She also “oversaw corporate responsibility at Microsoft and one of those things that I did was to help establish what’s called today the Office of Responsible AI,” she said.

Taking a walk down Memory Lane, she recalled there were a small number of principles back then that “all kind of boiled down to the same sort of concepts of, reliability, safety, security, fairness, inclusiveness, transparency, accountability –and those kinds of things.”

But she said, after that, there was an effort to “get these principles and distill them down into practice, and that takes a lot more than just publishing a set of principles.”

She added that “one of the key things that Microsoft has done since then is develop what’s called the Responsible AI Standard…. It’s a standard that really encompasses all of those principles but, principle by principle, talks about how you go about implementing that principle from the development life cycle all the way through deployment and then certainly in the post deployment area where you’re going to be monitoring and looking for how things are going.”

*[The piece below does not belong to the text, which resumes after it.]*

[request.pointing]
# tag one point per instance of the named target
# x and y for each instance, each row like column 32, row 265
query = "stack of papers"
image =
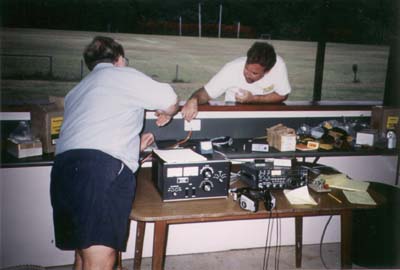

The annual SoCal Women’s Leadership Summit was presented by Qvest with sponsorship by Softtek, and took place at Nya Studios, located in the heart of Hollywood.

The full-day event, themed “Us, Our Org, Our Community,” offered a dynamic lineup of presentations and discussions.

WiTH, founded in 2014, plays a pivotal role in advancing women in entertainment technology. The WiTH Steering Committee, responsible for selecting Leadership Awards winners, comprises representatives from prominent organizations such as Amazon Studios, Microsoft, Lionsgate, NBCUniversal, Paramount, Sony Pictures Entertainment, and The Walt Disney Company.